Pandora: Wanted: a trio of people to replace Lord Cashpoint

Now that Labour's silver-quiffed fund-raiser Lord Levy has all but burned his bridges with the party, the hunt is on to find his successor. Party bosses are currently advertising for two "high-value" fund-raising officers, as well as an assistant, who might be able to entice any big hitters willing to part with their cash and help it out of its latest financial woes.

The key purpose of the jobs, according the advertisements, will be "the identification, recruitment and relationship development of donors giving a minimum of £1,000 to the Labour Party".

The "relationship development of donors" of course, ran into severe trouble during the so-called "cash for peerages" row which resulted in Lord Levy's departure.

The move comes after it was suggested this weekthat the party is in severe financial dire straits. According to reports, Labour has just five weeks to stump up £7.45m to pay off loans from banks and wealthy donors, recruited by Levy, while a reputed £6.2m more will be needed to be paid back before the end of the year to avoid insolvency.

As if to illustrate how tight things are financially, the ad also stipulates that the new fund-raisers will be paid an annual salary of no more than £33,000 in return for turning around the party's financial affairs.

If there is anyone out there up for a particularly challenging couple of years, the closing date for applications is next Friday.

Wall Street shuffle is the Marshall method

Despite occupying the persona of an overgrown teenager, the actor Kris Marshall took a "method" approach worthy of a Hollywood veteran to his latest role.

In preparation for his current run on the West End stage in Neil LaBute's Fat Pig, Marshall – who found fame in the BBC sitcom My Family – ventured all the way to the United States. "Well I went to New York actually – to Wall Street," he told me at the play's opening night at the Trafalgar Studios this week. "I wanted to see how people talked, how jocks talk and walk. I mean he's a real jock my character. It seemed the perfect place to go."

It is a marked contrast to his co-star – Robert Webb of Peep Show fame – who, when I asked whether he had worked out for scenes in which he is required to take off his shirt, replied: "No, no, I've never seen the inside of a gym in my life."

Lembit's just plane funny

Ever the shrinking violet, Lembit Opik just can't wait for his upcoming appearance alongside rocker Johnny Borrell.

Next Tuesday, the Liberal Democrat matinee idol is due to take the stage at the London Science Museum with the Razorlight frontman, where they will appear in a one-off gig to support Friends of the Earth's climate change campaign.

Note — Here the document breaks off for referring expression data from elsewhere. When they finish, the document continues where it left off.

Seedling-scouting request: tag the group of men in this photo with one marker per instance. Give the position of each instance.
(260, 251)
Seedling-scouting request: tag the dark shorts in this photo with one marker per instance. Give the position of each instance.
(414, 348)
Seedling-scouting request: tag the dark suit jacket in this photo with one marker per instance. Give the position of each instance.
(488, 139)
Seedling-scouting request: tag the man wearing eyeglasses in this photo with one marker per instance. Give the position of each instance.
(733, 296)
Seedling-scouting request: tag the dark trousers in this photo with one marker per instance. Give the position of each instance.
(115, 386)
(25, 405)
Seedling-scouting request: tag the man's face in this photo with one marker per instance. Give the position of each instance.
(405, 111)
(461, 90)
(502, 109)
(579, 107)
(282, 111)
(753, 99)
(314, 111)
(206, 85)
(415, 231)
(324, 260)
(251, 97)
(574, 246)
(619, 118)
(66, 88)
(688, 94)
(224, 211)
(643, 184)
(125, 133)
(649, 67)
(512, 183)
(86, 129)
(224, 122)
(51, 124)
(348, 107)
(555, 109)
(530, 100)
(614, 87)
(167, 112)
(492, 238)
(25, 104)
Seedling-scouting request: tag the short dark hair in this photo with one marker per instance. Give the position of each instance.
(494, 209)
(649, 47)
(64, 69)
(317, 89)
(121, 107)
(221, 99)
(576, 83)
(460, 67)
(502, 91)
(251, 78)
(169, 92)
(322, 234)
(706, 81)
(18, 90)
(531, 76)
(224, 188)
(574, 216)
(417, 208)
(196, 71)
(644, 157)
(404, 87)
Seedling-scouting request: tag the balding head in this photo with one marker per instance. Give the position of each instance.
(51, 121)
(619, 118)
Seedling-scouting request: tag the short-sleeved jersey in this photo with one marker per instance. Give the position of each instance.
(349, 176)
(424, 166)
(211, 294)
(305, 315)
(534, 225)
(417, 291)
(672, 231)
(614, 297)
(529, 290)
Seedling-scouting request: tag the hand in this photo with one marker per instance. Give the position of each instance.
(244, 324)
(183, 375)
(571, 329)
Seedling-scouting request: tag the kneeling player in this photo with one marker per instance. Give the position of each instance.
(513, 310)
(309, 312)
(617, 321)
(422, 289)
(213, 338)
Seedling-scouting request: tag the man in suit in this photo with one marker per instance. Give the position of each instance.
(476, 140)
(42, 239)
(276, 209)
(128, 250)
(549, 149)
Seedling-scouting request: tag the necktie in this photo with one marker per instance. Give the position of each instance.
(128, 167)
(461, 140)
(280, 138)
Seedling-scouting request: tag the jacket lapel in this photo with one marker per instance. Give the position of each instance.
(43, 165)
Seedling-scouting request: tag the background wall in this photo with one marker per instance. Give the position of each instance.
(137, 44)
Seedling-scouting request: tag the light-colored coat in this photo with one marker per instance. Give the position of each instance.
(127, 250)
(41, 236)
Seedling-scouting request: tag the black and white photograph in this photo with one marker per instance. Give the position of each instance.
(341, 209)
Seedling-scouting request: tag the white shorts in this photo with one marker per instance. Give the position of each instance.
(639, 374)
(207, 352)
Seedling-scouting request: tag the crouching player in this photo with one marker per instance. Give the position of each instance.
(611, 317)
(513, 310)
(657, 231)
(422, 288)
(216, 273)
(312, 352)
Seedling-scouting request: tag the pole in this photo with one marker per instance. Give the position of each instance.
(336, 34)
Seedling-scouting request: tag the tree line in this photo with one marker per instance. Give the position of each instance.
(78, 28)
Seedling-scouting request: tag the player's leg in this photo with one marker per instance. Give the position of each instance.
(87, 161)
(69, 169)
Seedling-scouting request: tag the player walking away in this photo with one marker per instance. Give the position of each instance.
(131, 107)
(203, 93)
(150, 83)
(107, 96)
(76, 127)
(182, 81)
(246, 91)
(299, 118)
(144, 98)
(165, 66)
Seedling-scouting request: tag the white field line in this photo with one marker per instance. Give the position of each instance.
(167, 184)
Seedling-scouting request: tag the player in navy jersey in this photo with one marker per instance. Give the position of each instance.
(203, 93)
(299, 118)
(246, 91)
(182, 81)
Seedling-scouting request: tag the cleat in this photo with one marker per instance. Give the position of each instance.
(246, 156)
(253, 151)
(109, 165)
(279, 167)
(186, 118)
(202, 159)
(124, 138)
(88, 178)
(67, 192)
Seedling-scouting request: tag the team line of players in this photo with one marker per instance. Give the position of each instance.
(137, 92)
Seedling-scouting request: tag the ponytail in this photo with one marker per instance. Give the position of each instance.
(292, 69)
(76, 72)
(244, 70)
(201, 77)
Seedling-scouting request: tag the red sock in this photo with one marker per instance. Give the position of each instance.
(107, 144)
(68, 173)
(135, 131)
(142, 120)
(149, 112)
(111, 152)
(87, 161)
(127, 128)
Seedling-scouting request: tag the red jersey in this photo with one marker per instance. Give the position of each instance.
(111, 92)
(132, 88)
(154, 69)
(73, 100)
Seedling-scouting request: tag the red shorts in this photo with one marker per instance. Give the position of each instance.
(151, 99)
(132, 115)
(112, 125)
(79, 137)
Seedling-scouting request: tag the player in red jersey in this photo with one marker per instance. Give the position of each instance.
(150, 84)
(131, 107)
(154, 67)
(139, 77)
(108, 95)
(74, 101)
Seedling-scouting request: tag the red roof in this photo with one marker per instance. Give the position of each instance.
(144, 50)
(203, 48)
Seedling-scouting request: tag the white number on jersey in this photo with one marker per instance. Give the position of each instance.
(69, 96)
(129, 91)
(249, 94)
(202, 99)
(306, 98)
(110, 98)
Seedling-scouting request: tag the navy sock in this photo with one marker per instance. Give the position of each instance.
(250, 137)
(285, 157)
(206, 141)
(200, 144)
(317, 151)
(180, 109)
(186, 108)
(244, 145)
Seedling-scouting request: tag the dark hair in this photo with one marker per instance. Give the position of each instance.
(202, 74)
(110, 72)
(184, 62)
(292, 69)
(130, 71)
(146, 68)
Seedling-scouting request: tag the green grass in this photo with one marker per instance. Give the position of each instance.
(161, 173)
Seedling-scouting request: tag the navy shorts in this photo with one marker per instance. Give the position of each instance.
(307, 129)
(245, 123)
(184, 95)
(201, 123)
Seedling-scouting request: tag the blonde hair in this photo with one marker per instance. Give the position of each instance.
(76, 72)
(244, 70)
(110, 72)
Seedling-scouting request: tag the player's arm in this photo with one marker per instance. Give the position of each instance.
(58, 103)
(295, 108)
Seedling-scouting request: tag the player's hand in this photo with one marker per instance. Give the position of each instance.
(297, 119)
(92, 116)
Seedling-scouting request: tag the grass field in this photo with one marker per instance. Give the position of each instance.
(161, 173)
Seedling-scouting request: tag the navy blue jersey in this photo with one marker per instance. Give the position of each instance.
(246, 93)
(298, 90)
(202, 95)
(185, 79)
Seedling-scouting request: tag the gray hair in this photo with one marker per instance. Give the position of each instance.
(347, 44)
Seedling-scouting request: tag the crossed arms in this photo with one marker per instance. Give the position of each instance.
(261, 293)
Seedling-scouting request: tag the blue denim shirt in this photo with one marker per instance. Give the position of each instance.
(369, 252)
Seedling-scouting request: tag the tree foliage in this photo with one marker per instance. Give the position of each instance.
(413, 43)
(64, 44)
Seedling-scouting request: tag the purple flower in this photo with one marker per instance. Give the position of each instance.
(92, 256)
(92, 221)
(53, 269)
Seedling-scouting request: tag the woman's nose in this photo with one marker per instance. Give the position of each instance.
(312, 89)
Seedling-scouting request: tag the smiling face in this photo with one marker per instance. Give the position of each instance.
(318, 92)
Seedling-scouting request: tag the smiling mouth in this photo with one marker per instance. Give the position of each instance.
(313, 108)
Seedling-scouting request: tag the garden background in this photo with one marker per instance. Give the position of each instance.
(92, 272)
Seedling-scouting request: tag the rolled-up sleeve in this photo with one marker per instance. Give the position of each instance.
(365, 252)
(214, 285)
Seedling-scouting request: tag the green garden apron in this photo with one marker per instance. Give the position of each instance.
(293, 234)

"I'm just pleased I can help him out," says Opik, who I'm told is a keen harmonicist. "I'm sure he'll be rather excited to have his profile increased by performing alongside someone like me."

Sharp as a fox, he's chosen for them to play an ironic rendition of Leaving on a Jet Plane by John Denver.

Bit of a Staite

No sooner has London's new Mayor, Boris Johnson, got his feet firmly under the desk at City Hall than the Conservative leader, David Cameron, has nabbed back one of his best footsoldiers.

Among those drafted in to sharpen up BoJo's campaign team at the start of the year was the Tory staffer Ed Staite, who, as his official spokesman, was given the unenviable task of keeping Boris's foot firmly out of his mouth.

Although Staite was expected to remain in City Hall at the helm of the Mayor's press office, I am told that Cameron has recently ordered him to take control of the forthcoming by-election in Johnson's old Henley seat.

Says one colleague: "Poor Ed. He feels as though he has just let go of his child's hand and allowed him to cross the road alone for the first time."

Sir Howard makes a trunk call

The Institute of Contemporary Arts' forthcoming 60th anniversary could throw up a few surprises. As part of the celebrations, it is holding an auction of new works by some the country's leading artists.

One of the highlights of the auction promises to be Sir Howard Hodgkin's portrait of the ICA's modish artistic director, Ekow Eshun.

According to this month's The Art Newspaper, the saucy Hodgkin reportedly requested Ekow attend the sittings clad in nothing but a pair of packet-bashing Speedo swimming trunks.

"Pure speculation!" cries a red-faced spokesman for the ICA when I call. "Certainly the first I've heard of it, anyway."